State Sen. Jason Rarick (R-Brook Park) thinks breaking up Minnesota’s Department of Human Services into smaller agencies is the “only reasonable option” and highlighted just how enormous the scandal-plagued agency really is in a new letter.
“DHS is the state’s largest agency, responsible for $18 billion and almost 7,000 employees. Along with the Department of Education, DHS also has arguably the state’s most important mission. It runs the programs that support some of our most vulnerable citizens. Programs like Minnesota’s Medicaid and Medicare programs, which cover 1.2 million residents — that’s 22 percent of Minnesotans!” Rarick wrote in a recent letter to his constituents.
In addition to Medicare and Medicaid, the agency oversees the Child Care Assistance Program, food stamps, child protection and foster care, housing assistance, and support for individuals with alcohol and drug addictions.
“In general, that’s fine. Most Minnesotans are happy to provide support for people who truly need help, but we also expect these programs to operate effectively and efficiently,” said Rarick. “It’s a perfectly reasonable expectation, but one at which the Department of Human Services is utterly and miserably failing.”
As proof, Rarick pointed to a long list of mistakes reported in the agency in the month of November alone.
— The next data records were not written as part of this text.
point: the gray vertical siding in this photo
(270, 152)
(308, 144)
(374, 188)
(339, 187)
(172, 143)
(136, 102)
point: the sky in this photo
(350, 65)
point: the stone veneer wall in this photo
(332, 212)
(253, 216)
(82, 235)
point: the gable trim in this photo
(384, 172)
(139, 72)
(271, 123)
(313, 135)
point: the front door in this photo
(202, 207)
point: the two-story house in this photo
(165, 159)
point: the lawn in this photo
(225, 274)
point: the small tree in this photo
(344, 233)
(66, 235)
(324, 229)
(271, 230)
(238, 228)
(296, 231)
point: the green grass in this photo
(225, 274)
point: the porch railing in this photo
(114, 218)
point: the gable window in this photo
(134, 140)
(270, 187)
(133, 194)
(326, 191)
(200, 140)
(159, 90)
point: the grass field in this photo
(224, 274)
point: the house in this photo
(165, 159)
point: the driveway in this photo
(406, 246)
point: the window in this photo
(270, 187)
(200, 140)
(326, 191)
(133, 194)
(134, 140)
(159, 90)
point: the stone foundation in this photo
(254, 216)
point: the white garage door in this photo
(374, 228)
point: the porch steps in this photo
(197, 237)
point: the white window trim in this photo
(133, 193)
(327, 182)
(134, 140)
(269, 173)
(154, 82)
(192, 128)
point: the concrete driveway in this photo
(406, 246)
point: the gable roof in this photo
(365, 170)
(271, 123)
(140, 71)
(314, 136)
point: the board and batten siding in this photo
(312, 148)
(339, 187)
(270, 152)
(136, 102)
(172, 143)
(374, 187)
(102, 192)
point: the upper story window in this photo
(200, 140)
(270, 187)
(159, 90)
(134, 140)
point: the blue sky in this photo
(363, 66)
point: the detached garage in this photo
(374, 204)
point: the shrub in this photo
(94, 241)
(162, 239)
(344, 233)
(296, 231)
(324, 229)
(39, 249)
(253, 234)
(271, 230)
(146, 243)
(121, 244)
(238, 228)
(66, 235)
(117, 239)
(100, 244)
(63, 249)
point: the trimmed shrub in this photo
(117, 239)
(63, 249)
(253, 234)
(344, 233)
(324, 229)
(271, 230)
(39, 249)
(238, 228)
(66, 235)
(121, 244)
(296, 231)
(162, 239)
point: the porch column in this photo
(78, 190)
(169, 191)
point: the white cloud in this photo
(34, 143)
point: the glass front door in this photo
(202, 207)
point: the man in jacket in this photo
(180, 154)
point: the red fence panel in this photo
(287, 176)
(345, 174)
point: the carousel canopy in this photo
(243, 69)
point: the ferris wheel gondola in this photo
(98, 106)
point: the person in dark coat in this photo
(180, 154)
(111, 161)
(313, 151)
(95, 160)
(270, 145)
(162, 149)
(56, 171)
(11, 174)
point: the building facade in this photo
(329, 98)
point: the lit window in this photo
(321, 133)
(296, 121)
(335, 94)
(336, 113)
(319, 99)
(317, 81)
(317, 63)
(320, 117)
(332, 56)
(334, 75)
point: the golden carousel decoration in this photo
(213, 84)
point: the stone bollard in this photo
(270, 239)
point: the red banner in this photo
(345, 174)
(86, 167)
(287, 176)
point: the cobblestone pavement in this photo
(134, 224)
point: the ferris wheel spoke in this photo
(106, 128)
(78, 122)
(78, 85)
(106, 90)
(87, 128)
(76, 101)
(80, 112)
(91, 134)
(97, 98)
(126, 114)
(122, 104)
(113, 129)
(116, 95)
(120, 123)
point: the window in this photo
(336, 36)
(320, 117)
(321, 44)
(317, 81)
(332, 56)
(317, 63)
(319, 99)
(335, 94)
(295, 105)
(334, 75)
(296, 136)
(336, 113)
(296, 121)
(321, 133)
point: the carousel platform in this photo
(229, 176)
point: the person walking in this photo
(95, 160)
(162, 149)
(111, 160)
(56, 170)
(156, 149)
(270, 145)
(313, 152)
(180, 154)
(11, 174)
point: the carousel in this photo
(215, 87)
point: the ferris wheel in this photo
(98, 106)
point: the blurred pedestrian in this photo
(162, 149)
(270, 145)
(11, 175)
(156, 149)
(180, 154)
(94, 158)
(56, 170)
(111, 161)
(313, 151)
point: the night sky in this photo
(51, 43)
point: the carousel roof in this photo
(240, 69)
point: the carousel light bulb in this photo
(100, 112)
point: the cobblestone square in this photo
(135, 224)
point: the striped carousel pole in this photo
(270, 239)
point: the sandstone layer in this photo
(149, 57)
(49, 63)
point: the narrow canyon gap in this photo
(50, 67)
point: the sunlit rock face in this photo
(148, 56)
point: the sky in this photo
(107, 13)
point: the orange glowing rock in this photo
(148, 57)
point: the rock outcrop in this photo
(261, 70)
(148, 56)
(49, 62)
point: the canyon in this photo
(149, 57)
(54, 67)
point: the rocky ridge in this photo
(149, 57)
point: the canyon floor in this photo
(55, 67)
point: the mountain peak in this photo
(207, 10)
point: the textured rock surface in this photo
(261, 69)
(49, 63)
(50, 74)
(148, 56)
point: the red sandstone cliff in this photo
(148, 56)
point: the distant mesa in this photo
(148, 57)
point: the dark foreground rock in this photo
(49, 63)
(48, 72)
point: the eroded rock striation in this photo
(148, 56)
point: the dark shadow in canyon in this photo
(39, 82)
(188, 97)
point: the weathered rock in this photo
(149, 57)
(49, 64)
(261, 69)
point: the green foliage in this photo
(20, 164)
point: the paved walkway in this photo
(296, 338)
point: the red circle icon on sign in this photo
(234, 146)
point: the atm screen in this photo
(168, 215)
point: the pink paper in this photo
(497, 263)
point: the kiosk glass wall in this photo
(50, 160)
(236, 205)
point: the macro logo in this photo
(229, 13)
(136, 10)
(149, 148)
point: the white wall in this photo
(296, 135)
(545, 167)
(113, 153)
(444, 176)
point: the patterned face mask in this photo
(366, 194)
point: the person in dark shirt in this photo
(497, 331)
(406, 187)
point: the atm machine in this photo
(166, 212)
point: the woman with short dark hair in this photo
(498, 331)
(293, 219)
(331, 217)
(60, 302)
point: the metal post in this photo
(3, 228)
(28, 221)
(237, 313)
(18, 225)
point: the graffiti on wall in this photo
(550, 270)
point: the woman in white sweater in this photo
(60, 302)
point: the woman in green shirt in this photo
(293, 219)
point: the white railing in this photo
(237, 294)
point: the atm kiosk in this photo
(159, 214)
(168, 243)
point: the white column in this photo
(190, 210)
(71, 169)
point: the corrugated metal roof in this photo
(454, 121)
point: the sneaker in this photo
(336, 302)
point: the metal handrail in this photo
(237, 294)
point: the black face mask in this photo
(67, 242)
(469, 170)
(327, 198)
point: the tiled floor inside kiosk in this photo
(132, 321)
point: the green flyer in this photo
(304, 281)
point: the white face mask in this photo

“In just November, we have learned that the agency has habitually been violating state contract law to award more than 1800 illegal contracts last year alone. We have learned that DHS illegally instructed counties and Indian tribes to claw back $727,000 in overpayments to poor people, which must now be returned,” he said. “We have learned a DHS screw up led to $624,000 in improper county payments to foster homes that didn’t meet federal background check requirements. And we have learned of an additional $22 million in illegal payments that must be repaid to the federal government, including $13 million that occurred even after the mistake was discovered.”
The proposal to break up the agency into smaller components isn’t a novel idea, but it regained some traction after former Acting DHS Commissioner Pam Wheelock recommended doing so. In a parting email sent to staff members in August, Wheelock suggested separating the agency’s health care programs from its other responsibilities.
Sen. Rich Draheim (R-Madison Lake) said he will author legislation to break up the department when lawmakers return for session in February. Under his plan, the agency would be split up based on issue areas, he told KEYC earlier this year.
“While there might be different ideas on how we can specifically separate the department, there is a shared, bipartisan goal of doing so,” he said.
Gov. Tim Walz said he’s open to the idea, but has faced criticism from Republicans for his lack of interest in addressing the agency’s woes.
“In fact, rather than address these problems head on, Gov. Walz seems disinterested. We’ve asked him to engage and help us fix the department, but instead he has placed his priorities elsewhere – like his newly-formed sub-cabinet to fight climate change. That’s not good enough,” said Rarick, who previously served in the Minnesota House and was elected to the Senate after defeating Democrat Stu Lourey in a special election in February.
“The agency is simply too big, with too many important programs, too many moving parts, and too much bureaucracy,” his letter concluded. “Which is why the only logical step is to break it up into smaller, more manageable departments.”